I grew up with a Disneyland version of Israel: It was a country that had truly been a land without people waiting for a people without a land. It was immaculately conceived after Zionist leaders accepted the U.N.’s partition plan in 1947, and then fended off massive Arab attacks while demonstrating nothing but goodwill to the Palestinians living in what would become the new Jewish state. By the age of 18, I had been to Israel five times with my family and three times on my own, and went on to spend a gap year there before college, but I was unaware that Israel’s official borders did not encompass all of the territory between the Jordan River and the Mediterranean Sea. The space between what I thought I knew and what I actually knew was a canyon. And when that space began to narrow, it presented a challenge to my identity, values, and worldview.

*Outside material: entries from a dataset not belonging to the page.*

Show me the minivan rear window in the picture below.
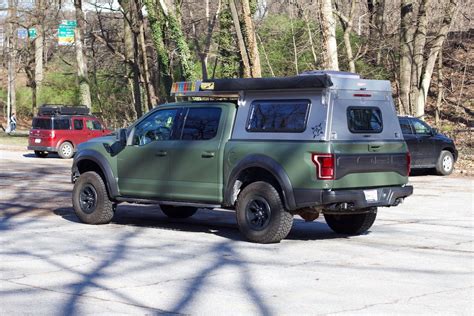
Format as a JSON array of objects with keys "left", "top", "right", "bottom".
[
  {"left": 247, "top": 99, "right": 310, "bottom": 133},
  {"left": 347, "top": 107, "right": 383, "bottom": 133},
  {"left": 32, "top": 118, "right": 52, "bottom": 130}
]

Much of the churn taking place in the American Jewish community over Israel reflects a struggle over how best to deal with just such a fallout. For many older American Jews, social media and widely available English-language Israeli news have created a daily wealth of information about Israel unavailable to them before, challenging the milk-and-honey version they espoused. For others, the low esteem with which Prime Minister Benjamin Netanyahu’s government holds American Jewry—and in particular the 90 percent of American Jews who do not identify as Orthodox—has undermined the emotional attachment they have to the Jewish state. Many younger American Jews either disassociate themselves from Israel due to its policies toward the Palestinians, or direct their anger at the Israeli government and American Jewish institutions that they believe actively misled them about Israel’s true nature.

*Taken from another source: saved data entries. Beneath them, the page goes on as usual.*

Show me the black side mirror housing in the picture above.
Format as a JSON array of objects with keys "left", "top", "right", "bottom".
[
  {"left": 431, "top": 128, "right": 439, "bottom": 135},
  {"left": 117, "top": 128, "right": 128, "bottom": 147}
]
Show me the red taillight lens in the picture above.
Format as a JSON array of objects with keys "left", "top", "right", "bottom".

Yet just as the deification of Israel as a country that does no wrong was substantively wrong and tactically erroneous, so too is the demonization of Israel as a country that does no right. Like any country, Israel is a varied and complex place, and a real understanding of it will never come from an absolutist portrayal. More importantly, simply shedding all American Jewish identification with Israel—if that is even possible—will come at a high cost. Israel has played a central role in American Jewish practice and identity for too long to excise it without real ramifications. While a debate can be had as to whether it was healthy to make love for Israel such a central feature of American Jewish life, their mutual dependence is not something that can be reversed.
The key to establishing a more stable American Jewish relationship with Israel lies in acknowledging both that American Jews and Israel are deeply connected and that they travel different paths. This is a reflection of thousands of years of Jewish history and tradition. The last two millennia of Jewish practice were shaped by its Diaspora status, while at the same time Jewish belief never wavered in its connection to and memory of Zion. American Jewish practice and identity have developed in response to being a minority group without a homegrown political nationalist movement, living in a world power at peace with its immediate neighbors and with no established state religion. Nothing about this basic structure pertains to Israel, so there is nothing shocking about American Jews having difficulty understanding what drives their Israeli cousins and vice versa.
Disappointments and disapprovals on both sides will abound, and the appropriate response is neither to pretend that they don’t exist nor to cut ties entirely. It is to nod to these differences, and to figure out how to manage them in a way that both sides can live with.
American Jews who are struggling with Israel’s expressions of exclusionary nationalism and its occupation of the West Bank want Israel to be remade in their own image and adopt policies that reflect their own values. But this is not a reasonable expectation. Israelis live with threats that American Jews do not even dream about facing, and in the wider scope of history are still in the process of negotiating the proper balance between democracy and security and the role of various state institutions. When the United States turned 70, as Israel just did, it had experienced multiple constitutional crises and had not yet gotten to the Civil War. American Jews rightly feel a stake in Israel, but they want it to heed their directives even though they do not live, pay taxes, or perform mandatory military service there.
On the other side, Israel wants American Jews to support it uncritically and subsume their negative opinions to the larger project of a Jewish state. This is also not a reasonable expectation. There was a decades-long Israeli assumption that American Jews would support Israel no matter what, and that if they even bothered to express their concerns, they could be largely ignored. Israel has no obligation to conform its policies to the wishes of American Jewry—but the other side of that coin is that it should not depend on the old dynamic still reigning supreme. As a new generation of American Jews becomes more active and vocal, one that has no firsthand memory of large-scale Jewish persecution or of the euphoria that marked Israel’s founding, the difficulty that Israel now faces in maintaining its support is only going to increase.
The relationship between American Jews and Israel has been marked by tension from the outset, but the new tensions will override all unless both sides recalibrate their expectations, establish that their differences are not extraordinary but reasonable, and work harder to understand why it is that they will never travel in absolute lockstep.